[Math] Why would we expect the pushforward to encode the total derivative of a smooth map

differential-geometrymanifolds

According to Lee, the pushforward was invented to give a coordinate independent definition of the total derivative of a smooth function between two smooth manifolds. To each smooth map $F:M \to N$ and each point $p \in M$ we associate a linear map $F_*:T_pM\to T_{F(p)}N$ defined by $F_*X(f) = X(f \circ F)$ where $X$ is any derivation in $T_pM$ and $f:N \to \mathbb{R}$ is any smooth function. Given a smooth chart $\phi:M \to \mathbb{R}^m$ near $p$ we have a basis for $T_pM$ given by $\frac{\partial}{\partial x^i}|_{p} = ({\phi ^{-1}}_*)\frac{\partial}{\partial x^i}|_{\phi(p)}$. Similarly given a smooth chart $\psi$ near $F(p)$ we have a basis for $T_{F(p)}N$ given by $\frac{\partial}{\partial y^i}|_{F(p)} = ({\psi ^{-1}}_*)\frac{\partial}{\partial y^i}|_{\psi(p)}$. A calculation in Lee shows that the matrix representation of $F_*$ with respect to these bases is the total derivative of the coordinate representation $\hat{F} = \psi \circ F \circ \phi ^{-1}$ evaluated at $\phi(p)$.

My question is, is there some intuitive reason why we would expect this to be true? This all seems very abstract to me. I can't tell if it is supposed to be obvious that this definition should be a coordinate independent way of encoding the total derivative of $F$ and I am just missing something, or if it is just difficult to understand. How should I think about the pushforward?

Best Answer

As I understand your question, you want to know why the definition $F_*X(f) := X(f \circ F)$ is an appropriate generalization of the total derivative. In other words, knowing only the definition of the total derivative, how would one come to this definition of pushforward?
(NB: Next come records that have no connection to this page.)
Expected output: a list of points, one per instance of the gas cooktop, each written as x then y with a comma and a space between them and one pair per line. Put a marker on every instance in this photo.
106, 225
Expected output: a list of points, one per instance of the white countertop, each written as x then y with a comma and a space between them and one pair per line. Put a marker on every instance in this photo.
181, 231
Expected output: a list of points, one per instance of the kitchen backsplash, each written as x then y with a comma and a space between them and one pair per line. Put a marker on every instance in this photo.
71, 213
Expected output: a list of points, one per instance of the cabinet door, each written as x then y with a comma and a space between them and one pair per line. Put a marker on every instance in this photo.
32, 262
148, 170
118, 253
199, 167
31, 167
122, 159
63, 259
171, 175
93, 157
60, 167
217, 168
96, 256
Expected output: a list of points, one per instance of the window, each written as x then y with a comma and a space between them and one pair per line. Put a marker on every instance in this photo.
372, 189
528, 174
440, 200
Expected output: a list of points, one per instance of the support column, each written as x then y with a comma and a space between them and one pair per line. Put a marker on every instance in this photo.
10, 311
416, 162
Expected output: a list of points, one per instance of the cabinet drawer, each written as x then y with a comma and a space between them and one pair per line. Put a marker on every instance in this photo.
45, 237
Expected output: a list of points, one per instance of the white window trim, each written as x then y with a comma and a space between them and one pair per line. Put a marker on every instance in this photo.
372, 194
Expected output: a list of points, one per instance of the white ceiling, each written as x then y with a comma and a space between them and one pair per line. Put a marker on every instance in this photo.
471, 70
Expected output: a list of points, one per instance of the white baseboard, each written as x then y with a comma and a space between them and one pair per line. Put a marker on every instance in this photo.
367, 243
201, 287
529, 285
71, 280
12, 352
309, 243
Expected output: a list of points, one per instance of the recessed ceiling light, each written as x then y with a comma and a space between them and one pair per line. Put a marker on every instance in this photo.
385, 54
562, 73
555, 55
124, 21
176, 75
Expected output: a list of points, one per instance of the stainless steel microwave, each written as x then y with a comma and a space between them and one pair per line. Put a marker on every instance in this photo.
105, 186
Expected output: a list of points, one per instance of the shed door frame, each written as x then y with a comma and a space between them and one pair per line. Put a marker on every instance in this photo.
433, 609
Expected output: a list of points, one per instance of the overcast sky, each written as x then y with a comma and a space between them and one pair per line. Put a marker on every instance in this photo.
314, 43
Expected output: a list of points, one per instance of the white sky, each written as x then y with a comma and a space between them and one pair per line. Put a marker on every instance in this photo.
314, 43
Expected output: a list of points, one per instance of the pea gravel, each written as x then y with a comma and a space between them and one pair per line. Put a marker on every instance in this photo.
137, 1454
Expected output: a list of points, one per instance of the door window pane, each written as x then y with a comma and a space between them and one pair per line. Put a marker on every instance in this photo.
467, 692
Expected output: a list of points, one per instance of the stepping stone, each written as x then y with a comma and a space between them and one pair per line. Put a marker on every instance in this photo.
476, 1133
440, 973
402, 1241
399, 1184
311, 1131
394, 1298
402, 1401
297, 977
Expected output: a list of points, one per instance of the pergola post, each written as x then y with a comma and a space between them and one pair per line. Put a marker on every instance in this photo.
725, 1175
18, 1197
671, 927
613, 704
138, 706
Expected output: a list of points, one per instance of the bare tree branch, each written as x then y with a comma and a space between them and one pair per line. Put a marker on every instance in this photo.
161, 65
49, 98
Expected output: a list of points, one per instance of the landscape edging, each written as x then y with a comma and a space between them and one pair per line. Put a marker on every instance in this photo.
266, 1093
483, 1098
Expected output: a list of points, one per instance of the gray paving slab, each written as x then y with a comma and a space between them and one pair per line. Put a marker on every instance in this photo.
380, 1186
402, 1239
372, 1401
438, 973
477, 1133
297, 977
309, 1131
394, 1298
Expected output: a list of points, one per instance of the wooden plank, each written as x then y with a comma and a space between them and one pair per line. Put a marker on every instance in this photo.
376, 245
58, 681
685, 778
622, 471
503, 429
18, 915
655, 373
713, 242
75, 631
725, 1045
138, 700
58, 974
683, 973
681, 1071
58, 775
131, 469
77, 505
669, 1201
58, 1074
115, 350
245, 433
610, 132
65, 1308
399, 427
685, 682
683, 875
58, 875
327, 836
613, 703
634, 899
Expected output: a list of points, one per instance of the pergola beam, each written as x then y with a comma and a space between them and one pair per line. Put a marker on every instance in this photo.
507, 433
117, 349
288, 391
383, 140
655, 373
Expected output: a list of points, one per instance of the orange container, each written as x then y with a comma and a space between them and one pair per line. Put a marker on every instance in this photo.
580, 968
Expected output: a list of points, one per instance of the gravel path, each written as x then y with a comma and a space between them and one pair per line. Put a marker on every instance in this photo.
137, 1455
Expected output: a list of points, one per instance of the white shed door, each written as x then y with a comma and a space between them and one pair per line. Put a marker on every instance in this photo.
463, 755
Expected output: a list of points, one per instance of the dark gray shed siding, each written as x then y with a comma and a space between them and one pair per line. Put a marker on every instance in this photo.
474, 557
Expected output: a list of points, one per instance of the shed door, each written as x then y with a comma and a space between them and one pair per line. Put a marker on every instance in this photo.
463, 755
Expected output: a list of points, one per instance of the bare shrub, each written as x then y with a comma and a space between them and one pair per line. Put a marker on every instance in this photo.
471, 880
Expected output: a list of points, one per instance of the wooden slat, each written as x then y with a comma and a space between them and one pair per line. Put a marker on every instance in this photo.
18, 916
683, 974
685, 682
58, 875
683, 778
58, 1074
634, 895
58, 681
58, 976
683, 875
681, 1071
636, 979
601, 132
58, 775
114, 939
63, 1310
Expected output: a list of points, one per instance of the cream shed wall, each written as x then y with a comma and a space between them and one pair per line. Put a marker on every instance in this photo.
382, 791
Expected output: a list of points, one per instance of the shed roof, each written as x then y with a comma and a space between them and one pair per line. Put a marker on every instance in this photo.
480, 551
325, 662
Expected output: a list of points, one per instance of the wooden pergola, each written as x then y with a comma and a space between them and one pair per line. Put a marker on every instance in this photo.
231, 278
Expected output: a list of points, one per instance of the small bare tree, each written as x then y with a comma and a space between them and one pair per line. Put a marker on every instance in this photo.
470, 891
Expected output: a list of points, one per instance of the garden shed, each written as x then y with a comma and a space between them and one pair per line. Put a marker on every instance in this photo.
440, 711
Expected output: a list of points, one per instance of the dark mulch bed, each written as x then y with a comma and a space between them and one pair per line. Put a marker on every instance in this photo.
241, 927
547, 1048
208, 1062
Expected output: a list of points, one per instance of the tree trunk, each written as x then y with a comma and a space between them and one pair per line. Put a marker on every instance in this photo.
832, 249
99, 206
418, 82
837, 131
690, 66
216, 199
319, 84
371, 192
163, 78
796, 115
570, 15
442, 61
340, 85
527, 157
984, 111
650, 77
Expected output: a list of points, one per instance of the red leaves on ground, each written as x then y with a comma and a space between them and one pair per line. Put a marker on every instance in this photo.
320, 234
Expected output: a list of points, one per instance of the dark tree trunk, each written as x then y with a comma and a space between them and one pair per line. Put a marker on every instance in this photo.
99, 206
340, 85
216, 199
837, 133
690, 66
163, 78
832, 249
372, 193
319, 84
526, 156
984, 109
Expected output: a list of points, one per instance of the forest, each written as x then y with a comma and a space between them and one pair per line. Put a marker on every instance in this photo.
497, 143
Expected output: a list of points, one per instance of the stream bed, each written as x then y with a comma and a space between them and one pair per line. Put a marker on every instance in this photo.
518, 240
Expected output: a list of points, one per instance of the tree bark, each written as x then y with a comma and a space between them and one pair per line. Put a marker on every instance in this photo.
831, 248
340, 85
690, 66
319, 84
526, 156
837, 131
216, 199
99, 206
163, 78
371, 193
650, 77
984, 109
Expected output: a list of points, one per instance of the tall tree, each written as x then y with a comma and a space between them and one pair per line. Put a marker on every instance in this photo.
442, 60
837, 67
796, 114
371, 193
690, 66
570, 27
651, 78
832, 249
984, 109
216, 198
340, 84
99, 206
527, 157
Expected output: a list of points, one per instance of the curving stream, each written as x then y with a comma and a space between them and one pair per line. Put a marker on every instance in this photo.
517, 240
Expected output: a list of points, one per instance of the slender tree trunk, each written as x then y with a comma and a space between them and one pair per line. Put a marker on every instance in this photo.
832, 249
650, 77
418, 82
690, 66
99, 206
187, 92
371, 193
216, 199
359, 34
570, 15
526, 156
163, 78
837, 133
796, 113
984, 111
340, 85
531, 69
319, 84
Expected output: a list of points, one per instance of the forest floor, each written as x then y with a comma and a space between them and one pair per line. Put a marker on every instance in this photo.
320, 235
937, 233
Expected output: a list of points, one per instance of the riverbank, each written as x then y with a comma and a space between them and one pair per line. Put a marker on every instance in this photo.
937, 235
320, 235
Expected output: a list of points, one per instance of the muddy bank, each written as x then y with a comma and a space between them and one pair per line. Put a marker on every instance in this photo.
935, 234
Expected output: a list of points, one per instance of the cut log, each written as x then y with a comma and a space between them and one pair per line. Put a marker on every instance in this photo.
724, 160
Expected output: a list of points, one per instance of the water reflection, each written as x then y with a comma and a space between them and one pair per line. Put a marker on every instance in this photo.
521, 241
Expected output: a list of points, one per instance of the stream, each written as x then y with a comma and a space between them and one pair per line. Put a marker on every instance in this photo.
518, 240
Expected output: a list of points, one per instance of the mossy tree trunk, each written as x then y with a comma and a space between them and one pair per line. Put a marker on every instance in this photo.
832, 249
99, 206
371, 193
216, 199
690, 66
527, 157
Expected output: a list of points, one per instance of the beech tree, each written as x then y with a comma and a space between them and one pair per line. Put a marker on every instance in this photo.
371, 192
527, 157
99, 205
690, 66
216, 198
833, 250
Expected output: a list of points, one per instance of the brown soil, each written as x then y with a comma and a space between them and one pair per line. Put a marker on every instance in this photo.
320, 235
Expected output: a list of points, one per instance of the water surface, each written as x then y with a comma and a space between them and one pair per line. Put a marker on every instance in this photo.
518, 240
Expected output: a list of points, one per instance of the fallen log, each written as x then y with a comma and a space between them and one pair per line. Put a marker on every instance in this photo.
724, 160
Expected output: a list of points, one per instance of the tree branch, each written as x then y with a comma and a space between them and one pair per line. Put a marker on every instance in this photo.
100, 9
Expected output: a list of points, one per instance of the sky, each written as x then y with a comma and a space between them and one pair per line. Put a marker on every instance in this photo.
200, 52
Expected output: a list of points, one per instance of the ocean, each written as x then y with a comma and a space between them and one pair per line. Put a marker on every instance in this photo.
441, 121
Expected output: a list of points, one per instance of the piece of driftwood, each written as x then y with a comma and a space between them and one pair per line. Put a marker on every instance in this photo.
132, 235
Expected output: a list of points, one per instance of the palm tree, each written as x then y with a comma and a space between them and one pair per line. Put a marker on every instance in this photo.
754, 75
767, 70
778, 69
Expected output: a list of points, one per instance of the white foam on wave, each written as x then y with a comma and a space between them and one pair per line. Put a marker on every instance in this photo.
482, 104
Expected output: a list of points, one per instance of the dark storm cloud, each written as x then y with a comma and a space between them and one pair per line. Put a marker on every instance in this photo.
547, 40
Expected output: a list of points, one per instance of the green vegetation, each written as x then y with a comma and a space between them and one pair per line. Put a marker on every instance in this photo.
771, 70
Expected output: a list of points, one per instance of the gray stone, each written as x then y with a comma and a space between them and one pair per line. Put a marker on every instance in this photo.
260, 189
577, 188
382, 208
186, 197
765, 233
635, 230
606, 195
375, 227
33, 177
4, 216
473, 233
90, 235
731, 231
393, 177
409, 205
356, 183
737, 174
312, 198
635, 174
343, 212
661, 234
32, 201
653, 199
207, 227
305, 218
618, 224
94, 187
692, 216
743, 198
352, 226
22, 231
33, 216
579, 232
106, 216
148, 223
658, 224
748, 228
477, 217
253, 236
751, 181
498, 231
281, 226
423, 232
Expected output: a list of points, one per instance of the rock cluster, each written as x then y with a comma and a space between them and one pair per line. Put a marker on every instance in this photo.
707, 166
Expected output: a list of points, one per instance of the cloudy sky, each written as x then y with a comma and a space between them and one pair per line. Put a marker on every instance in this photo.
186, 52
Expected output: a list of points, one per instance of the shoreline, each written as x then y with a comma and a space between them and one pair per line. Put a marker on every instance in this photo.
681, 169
Qiaochu's comment is the key: it comes down to the way directional derivatives relate to derivations. Let's flesh out this idea by recalling some multivariable calculus.

Let $F\colon \mathbb{R}^m \to \mathbb{R}^n$ be smooth, and let $D_pF\colon \mathbb{R}^m \to \mathbb{R}^n$ denote the total derivative at $p \in \mathbb{R}^m$. To each vector $w \in \mathbb{R}^n$ (based at $F(p)$), we associate the derivation at $F(p) \in \mathbb{R}^n$ via: $$w \in \mathbb{R}^n \mapsto w^j \left.\frac{\partial}{\partial x^j}\right|_{F(p)}.$$ In particular, for $v \in \mathbb{R}^m$ (based at $p$), $$D_pF(v) \in \mathbb{R}^n \mapsto D_pF(v)^j \left.\frac{\partial}{\partial x^j}\right|_{F(p)}.$$ And in fact, this derivation on the right-hand side is none other than $$\left.v^i\frac{\partial}{\partial x^i}\right|_p(-\circ F).$$

To see this, we just use the chain rule: $$\begin{align*} v^i \left.\frac{\partial}{\partial x^i}\right|_p(-\circ F) & = v^i \left.\frac{\partial F^j}{\partial x^i}\right|_p \left.\frac{\partial}{\partial x^j}\right|_{F(p)} \\ & = v^i D_pF(e_i)^j \left.\frac{\partial}{\partial x^j}\right|_{F(p)} \\ & = D_pF(v)^j \left.\frac{\partial}{\partial x^j}\right|_{F(p)} \end{align*}$$

Alternatively, I believe it also suffices to note that both derivations give the same value when applied to the coordinate function $x^k$: $$D_pF(v)^j\frac{\partial x^k}{\partial x^j} = D_pF(v)^k = v^i D_pF(e_i)^k = \left.v^i\frac{\partial F^k}{\partial x^i}\right|_p = v^i\left.\frac{\partial}{\partial x^i}\right|_p(x^k \circ F).$$

Point: The derivation at $F(p) \in \mathbb{R}^n$ given by $$v^i\partial_i|_{p}(-\circ F)$$ is exactly $$D_pF(v)^j \left.\frac{\partial}{\partial x^j}\right|_{F(p)}$$